Pilon est chargé par le Primatice de l'exécution de nombreuses sculptures. Il réalise ainsi les Vertus et les "orants" (personnages en prière) qui ornent la sépulture d'Henri II, ainsi qu'un Saint François en extase, un Christ ressuscité et une Vierge de douleur. Mais ce sont les célèbres gisants, ou "transis", en marbre du roi et de la reine qui révèlent l'excellence de son art. La tradition de représenter ainsi les souverains remonte au Moyen Age, et l'artiste étudie avec attention le travail de ses prédécesseurs, tels Jean Juste et Guido Mazzoni, à qui l'on doit les gisants de Louis XII et d'Anne de Bretagne. Toutefois il ne se contente pas d'observer et apporte à l'oeuvre sa touche personnelle. Evitant les détails macabres, comme les incisions d'embaumement de Louis XII, il rend avec un réalisme frappant le relâchement total de la mort.

Des deux gisants à demi-nus d'Henri II et de Catherine de Médicis, celui de la souveraine a certainement posé un délicat problème à l'artiste. Comment en effet transposer les traits d'une personne vivante, qui est de surcroît la reine et la commanditaire de l'oeuvre? Le sculpteur a surmonté la difficulté en concevant un gisant aux contours ronds et idéalisés, suffisamment émouvant pour plaire à son auguste modèle.
Toutes les oeuvres réalisées par Germain Pilon pour la chapelle funéraire des Valois révèlent une habileté extraordinaire, un art empreint de naturel et de sensibilité. Les qualités du sculpteur s'expriment jusque dans les détails des vêtements et des bijoux, dans la grande liberté de mouvement des personnages.
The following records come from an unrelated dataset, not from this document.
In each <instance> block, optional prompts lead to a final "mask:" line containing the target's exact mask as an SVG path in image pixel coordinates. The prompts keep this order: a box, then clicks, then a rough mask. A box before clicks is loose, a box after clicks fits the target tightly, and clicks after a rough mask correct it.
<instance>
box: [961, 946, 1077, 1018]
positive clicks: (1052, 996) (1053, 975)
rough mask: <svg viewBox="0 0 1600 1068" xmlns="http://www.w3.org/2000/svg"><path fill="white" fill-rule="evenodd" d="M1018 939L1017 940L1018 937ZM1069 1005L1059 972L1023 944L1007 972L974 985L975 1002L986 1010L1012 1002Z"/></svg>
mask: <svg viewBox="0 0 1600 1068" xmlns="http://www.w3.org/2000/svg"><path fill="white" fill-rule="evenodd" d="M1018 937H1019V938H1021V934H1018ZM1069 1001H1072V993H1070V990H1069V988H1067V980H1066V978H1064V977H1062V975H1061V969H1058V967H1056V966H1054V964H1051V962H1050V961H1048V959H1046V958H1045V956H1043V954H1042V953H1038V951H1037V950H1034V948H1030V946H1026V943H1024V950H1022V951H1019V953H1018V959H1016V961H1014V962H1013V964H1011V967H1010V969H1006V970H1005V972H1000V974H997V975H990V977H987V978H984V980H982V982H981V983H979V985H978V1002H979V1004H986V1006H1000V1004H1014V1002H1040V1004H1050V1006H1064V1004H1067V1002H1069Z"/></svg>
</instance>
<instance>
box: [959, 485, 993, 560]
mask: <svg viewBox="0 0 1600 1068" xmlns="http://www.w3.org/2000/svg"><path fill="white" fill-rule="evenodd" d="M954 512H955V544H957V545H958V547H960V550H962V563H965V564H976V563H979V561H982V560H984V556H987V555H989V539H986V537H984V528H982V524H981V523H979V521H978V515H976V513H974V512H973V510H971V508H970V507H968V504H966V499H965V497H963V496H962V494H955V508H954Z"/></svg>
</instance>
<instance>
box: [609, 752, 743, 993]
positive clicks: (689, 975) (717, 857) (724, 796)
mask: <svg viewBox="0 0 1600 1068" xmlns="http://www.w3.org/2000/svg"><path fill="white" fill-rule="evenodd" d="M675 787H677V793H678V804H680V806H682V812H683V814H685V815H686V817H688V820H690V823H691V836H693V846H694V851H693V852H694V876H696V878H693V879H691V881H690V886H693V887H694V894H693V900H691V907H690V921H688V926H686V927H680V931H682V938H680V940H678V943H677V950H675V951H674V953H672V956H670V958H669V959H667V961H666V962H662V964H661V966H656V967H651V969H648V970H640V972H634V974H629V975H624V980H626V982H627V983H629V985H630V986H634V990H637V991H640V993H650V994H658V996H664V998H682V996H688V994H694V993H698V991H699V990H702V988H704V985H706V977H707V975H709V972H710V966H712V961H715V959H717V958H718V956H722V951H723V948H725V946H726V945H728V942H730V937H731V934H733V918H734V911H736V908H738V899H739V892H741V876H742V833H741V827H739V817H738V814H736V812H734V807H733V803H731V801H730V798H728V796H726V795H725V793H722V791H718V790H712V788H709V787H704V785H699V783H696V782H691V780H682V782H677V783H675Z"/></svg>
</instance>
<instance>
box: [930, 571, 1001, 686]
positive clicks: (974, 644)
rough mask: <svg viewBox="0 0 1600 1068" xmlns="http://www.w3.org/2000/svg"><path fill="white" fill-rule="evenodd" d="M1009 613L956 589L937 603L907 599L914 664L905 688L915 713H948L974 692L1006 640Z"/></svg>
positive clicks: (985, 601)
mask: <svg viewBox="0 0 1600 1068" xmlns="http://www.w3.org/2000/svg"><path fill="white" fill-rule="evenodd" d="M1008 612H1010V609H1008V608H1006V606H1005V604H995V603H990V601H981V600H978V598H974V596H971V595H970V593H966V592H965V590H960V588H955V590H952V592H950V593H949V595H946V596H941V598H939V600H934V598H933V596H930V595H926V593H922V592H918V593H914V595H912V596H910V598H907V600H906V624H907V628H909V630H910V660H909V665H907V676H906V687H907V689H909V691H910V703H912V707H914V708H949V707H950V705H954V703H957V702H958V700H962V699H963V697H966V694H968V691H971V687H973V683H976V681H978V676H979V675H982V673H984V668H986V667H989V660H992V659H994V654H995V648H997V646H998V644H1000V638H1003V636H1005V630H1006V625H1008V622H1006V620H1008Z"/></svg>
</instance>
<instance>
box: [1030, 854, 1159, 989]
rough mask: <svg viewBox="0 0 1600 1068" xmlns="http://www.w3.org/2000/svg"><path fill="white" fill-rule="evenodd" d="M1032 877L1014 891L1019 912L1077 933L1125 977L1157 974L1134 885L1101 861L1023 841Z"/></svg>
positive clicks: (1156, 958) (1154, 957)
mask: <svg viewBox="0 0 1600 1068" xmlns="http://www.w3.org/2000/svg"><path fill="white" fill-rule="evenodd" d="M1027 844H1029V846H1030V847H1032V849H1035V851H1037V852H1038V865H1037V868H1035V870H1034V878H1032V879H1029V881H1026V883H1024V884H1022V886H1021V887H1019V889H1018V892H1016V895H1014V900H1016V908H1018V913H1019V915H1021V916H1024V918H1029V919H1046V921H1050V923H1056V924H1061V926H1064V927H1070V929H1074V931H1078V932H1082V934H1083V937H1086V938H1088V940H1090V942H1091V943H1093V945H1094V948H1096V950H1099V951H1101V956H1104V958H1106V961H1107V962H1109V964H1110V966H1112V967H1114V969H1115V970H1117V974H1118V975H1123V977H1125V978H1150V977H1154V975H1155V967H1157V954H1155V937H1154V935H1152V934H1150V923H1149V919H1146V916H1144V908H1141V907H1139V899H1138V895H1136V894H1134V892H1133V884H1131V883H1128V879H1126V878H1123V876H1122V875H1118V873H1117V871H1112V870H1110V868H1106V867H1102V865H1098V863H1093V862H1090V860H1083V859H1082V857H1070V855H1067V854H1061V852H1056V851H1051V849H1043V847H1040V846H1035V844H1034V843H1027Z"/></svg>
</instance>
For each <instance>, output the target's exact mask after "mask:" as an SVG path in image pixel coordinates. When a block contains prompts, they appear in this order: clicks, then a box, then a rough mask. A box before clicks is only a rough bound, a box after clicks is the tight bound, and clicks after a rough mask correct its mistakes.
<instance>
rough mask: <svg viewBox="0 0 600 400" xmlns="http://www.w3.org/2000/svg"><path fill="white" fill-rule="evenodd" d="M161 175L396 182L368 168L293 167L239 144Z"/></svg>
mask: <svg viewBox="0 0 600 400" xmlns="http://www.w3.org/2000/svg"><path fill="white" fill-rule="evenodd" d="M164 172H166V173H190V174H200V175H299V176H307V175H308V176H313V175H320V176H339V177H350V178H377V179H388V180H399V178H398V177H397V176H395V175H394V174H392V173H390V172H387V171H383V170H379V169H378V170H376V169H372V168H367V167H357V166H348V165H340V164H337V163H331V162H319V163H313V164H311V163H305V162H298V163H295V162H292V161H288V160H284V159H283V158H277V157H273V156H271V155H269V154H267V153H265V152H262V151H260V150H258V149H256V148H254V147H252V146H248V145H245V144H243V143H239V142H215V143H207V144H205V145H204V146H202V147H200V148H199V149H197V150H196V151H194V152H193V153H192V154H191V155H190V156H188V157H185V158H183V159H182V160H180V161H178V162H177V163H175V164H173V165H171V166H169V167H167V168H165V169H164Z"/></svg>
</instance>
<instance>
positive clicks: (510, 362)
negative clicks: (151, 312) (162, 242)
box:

En 1570, une fois le travail terminé, Catherine de Médicis ressent une réelle émotion à la vue de son gisant et de celui de son époux qu'elle décide de passer de nombreuses autres commandes à celui qui deviendra son sculpteur préféré. Germain Pilon fait preuve d'un remarquable sens de la psychologie, à l'égard de ses modèles comme de ses commanditaires, ce qui lui vaut un regain d'enthousiasme de la part des riches particuliers. L'une de ses dernières oeuvres, parmi les plus célèbres, est le gisant de Valentine Balbiani, épouse du chancelier de France René de Birague, qui figure aujourd'hui dans les collections du musée du Louvre. Cette terrible représentation du corps décharné de la défunte laisse percevoir la richesse d'effets dramatiques que l'artiste a délibérément évités dans le gisant de la reine Catherine.